Atos que pedem intervenção militar e invasão do STF e do Congresso podem ser vetados previamente?

Dificilmente. Os especialistas afirmam que apenas uma investigação prévia demonstrando que o ato tem finalidade criminosa poderia gerar medidas preventivas para proibir a manifestação. Em caso contrário, isso poderia caracterizar censura prévia, o que não é permitido pela legislação.

Agentes de segurança e demais funcionários públicos podem ser punidos ao endossar ou participar de atos?

Sim. Agentes da Polícia Rodoviária Federal e da Polícia Militar que foram acionados para dispersar bloqueios nas rodovias e acabaram aderindo aos atos podem, em tese, responder por prevaricação.

O delito é previsto pelo artigo 319 do Código Penal, a conduta é caracterizada por atrasar ou deixar de praticar o dever para favorecer interesse pessoal.

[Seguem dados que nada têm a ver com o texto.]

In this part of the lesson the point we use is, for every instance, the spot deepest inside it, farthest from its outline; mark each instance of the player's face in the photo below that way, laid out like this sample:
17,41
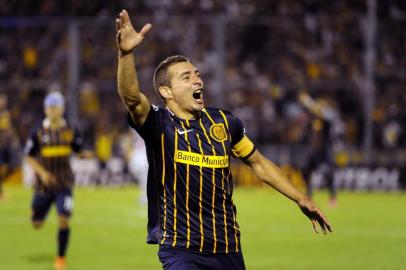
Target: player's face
54,112
186,86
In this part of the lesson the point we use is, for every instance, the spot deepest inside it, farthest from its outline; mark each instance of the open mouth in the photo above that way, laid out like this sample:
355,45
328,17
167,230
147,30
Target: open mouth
198,94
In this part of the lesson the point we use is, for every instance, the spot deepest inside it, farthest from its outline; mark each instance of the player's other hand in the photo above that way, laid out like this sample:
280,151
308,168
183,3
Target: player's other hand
315,215
127,38
48,179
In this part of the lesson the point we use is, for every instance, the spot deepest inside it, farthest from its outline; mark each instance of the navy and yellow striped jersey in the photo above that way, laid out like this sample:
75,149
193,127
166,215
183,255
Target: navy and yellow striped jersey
52,148
190,185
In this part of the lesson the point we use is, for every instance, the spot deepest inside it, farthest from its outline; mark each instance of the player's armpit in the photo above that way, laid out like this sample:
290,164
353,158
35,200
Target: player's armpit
244,148
140,112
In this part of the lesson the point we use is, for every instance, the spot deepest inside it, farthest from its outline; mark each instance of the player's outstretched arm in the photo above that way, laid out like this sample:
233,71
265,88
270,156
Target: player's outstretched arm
272,175
128,88
45,176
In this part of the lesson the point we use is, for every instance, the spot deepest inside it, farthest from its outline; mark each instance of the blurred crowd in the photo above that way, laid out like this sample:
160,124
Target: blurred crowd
268,51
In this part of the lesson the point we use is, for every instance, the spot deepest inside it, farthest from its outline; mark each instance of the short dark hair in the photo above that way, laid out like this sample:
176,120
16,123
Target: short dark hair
161,77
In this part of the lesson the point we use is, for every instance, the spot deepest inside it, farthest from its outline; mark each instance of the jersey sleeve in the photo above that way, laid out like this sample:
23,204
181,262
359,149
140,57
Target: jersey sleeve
32,145
151,129
241,145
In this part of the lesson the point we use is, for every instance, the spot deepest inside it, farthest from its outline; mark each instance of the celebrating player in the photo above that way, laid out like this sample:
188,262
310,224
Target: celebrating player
191,212
48,150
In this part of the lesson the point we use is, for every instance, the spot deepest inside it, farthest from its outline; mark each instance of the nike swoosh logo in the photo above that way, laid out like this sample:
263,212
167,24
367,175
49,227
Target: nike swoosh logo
181,132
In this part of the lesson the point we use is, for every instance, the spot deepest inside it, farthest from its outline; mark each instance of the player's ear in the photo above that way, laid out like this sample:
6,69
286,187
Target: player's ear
165,91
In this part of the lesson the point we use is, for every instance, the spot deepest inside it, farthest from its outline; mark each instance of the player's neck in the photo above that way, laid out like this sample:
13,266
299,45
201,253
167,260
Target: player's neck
183,114
55,123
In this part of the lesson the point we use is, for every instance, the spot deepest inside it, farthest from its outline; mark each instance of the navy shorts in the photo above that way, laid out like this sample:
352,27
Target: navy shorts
41,203
181,259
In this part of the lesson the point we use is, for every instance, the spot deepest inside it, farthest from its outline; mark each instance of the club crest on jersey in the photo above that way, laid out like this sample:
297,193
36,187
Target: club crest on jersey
218,132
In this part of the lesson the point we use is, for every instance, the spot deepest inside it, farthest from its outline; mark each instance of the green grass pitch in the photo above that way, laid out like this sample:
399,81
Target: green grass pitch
109,230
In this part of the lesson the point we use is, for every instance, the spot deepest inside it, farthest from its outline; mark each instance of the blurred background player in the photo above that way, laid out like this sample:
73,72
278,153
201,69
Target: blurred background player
48,151
325,131
8,142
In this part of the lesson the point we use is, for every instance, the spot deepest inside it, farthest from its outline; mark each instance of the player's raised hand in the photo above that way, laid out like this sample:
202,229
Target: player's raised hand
315,215
127,38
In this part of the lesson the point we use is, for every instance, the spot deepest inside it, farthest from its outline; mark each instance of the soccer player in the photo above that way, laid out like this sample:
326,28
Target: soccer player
191,212
326,129
48,151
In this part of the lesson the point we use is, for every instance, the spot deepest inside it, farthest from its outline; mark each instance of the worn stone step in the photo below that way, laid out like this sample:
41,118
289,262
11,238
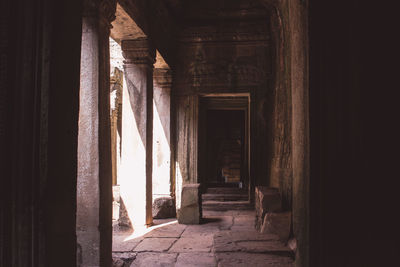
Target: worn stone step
226,190
211,205
225,197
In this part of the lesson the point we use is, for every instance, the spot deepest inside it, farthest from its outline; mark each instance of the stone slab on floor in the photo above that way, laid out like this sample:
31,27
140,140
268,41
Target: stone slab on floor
198,244
240,259
222,222
196,260
155,244
173,230
123,259
152,259
200,230
252,242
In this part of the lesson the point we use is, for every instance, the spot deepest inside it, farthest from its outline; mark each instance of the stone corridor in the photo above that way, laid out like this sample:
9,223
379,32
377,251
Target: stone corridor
225,238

É punível com detenção, de três meses a um ano, e multa.

Funcionários públicos que exercem outros cargos podem, eventualmente, responder a processos administrativos por participar de atos contra a democracia. A depender da carreira cabem ainda punições específicas, caso dos advogados, que têm a defesa do Estado democrático de Direito como um dever profissional.

Crimes em atos antidemocráticos previstos no Código Penal

  • Artigo 286: Incitar, publicamente, a prática de crime
    Pena: detenção, de três a seis meses, ou multa.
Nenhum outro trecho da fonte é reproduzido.